Barnes is 55. How are his baby boomer knees?
"They're good. I wear ugly shoes with nice support soles."
Is that advice?
"Not the ugly part. But Vibram soles take a lot of the stress off."
Barbara Tucker-Ketchum works where the Vibram meets the road. She's a physical therapist at OrthoArkansas in Little Rock, and had her own right knee replaced in November 2015.
Physical therapy is Ketchum's second career. She was a high-school teacher and coach. Her knee gave out after years of softball, tennis and racquetball and two surgeries to fix a torn meniscus. She enjoys cycling.
"It wasn't so much the pain," she said, "as it was limiting my function. At my age , I didn't want to be limited in what I do. I already gave up softball. I couldn't give up cycling."
Her surgery was on a Wednesday, she went home Thursday and was in therapy Friday. She managed the pain with ice pads; the opioid Tramadol; and transcutaneous electrical nerve stimulation delivered by a TENS unit, a small, battery-powered device that uses mild electrical signals to control pain.
Ketchum acknowledges that physical therapy on a knee can be painful, but it's not as bad as people expect. So keep working. "If you wait until it quits hurting, it will never quit hurting."
Therapy can last three to four weeks after surgery, she said, and patients should keep working on their own for up to six months, and it often takes a year for the knee to feel comfortable. Goals are full extension and a good gait pattern. A bad gait "will throw out the hip and back, because our body is a chain."
That first year will be a roller coaster, Ketchum warned. The knee will hurt, and feel good, hurt, and feel good. "Don't be alarmed. This will happen."

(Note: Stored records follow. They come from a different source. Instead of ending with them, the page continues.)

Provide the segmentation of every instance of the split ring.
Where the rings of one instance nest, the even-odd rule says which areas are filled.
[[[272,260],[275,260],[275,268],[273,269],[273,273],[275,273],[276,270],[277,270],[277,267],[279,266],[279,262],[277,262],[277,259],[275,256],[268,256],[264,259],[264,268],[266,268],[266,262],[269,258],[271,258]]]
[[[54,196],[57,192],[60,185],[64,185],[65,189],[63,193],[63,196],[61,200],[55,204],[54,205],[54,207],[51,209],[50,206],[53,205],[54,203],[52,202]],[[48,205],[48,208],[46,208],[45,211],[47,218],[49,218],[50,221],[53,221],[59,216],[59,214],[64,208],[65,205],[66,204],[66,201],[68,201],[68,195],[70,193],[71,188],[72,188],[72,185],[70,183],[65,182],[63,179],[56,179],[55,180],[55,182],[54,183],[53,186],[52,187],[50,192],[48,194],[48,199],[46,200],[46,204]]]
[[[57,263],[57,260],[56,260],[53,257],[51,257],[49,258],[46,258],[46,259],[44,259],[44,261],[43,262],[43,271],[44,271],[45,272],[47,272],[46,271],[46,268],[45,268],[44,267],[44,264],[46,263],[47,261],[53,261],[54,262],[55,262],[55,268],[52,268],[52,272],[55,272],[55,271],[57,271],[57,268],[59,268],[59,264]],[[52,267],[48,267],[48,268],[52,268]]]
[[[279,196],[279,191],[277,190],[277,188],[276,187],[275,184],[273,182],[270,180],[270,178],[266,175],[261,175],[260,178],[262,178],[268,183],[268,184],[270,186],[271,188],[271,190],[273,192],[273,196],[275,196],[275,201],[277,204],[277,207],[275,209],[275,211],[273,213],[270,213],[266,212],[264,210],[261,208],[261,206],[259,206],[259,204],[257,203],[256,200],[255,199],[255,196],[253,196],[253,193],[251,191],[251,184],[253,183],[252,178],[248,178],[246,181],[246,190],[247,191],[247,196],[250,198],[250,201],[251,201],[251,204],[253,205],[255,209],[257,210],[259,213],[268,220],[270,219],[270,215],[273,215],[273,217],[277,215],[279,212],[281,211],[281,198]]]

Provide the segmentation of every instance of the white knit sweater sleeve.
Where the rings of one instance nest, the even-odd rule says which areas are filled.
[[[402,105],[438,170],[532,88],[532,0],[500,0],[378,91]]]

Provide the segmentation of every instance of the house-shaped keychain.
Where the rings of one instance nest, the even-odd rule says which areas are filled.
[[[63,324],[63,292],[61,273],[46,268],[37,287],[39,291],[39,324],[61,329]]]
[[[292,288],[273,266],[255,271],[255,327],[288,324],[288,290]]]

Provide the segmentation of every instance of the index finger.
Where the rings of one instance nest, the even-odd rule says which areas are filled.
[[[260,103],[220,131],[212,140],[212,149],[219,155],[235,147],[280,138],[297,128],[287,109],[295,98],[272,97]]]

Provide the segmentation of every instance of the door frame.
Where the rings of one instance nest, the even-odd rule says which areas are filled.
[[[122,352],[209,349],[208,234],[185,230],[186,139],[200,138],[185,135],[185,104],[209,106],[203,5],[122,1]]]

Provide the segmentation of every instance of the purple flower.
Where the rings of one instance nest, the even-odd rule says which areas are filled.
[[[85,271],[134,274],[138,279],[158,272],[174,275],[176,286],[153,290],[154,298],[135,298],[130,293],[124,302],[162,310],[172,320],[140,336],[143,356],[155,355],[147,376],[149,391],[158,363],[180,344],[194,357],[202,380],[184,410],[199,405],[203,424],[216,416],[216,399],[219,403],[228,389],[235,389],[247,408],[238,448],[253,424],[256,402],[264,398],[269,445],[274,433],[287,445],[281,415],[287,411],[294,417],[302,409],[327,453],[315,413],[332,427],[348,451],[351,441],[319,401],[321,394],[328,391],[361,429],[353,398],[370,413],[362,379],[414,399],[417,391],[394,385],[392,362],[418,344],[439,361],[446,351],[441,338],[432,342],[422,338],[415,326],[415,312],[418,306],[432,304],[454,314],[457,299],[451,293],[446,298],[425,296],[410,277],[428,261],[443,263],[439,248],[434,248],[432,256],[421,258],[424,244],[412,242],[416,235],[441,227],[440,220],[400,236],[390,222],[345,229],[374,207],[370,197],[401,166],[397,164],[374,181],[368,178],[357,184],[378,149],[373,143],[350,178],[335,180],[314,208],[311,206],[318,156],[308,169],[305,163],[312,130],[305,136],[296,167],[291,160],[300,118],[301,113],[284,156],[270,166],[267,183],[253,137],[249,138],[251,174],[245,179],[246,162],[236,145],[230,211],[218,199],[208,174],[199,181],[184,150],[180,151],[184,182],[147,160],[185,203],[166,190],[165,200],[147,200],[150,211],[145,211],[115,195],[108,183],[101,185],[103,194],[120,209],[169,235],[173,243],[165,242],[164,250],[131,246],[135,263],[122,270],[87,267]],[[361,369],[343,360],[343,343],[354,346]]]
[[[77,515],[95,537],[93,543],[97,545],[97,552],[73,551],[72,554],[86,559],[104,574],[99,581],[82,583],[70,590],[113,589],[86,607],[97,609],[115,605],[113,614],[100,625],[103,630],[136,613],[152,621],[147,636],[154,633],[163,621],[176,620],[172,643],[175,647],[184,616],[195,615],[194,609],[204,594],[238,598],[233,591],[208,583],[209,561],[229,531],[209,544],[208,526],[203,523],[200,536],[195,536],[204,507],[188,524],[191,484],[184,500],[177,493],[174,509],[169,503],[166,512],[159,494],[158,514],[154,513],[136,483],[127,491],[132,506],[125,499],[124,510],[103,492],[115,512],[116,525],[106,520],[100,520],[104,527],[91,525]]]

Smart things to do after surgery include cycling, swimming and walking within reason, moderately, while avoiding hills. And lose weight. "For every pound you lose you take 4 pounds of stress off your knee."
Dumb things? Stop exercising. "A very dumb thing is to not continue exercising at least three times a week."
Another dumb thing is to do too much too soon. Ketchum, three months after surgery, hiked three weekends in a row, resulting in a steroid shot.
Knowing what she knows, would Ketchum have a knee replacement again?
"Absolutely," she said, and added that she's up to 27 miles of cycling at a time. "I didn't have this done to sit on the couch."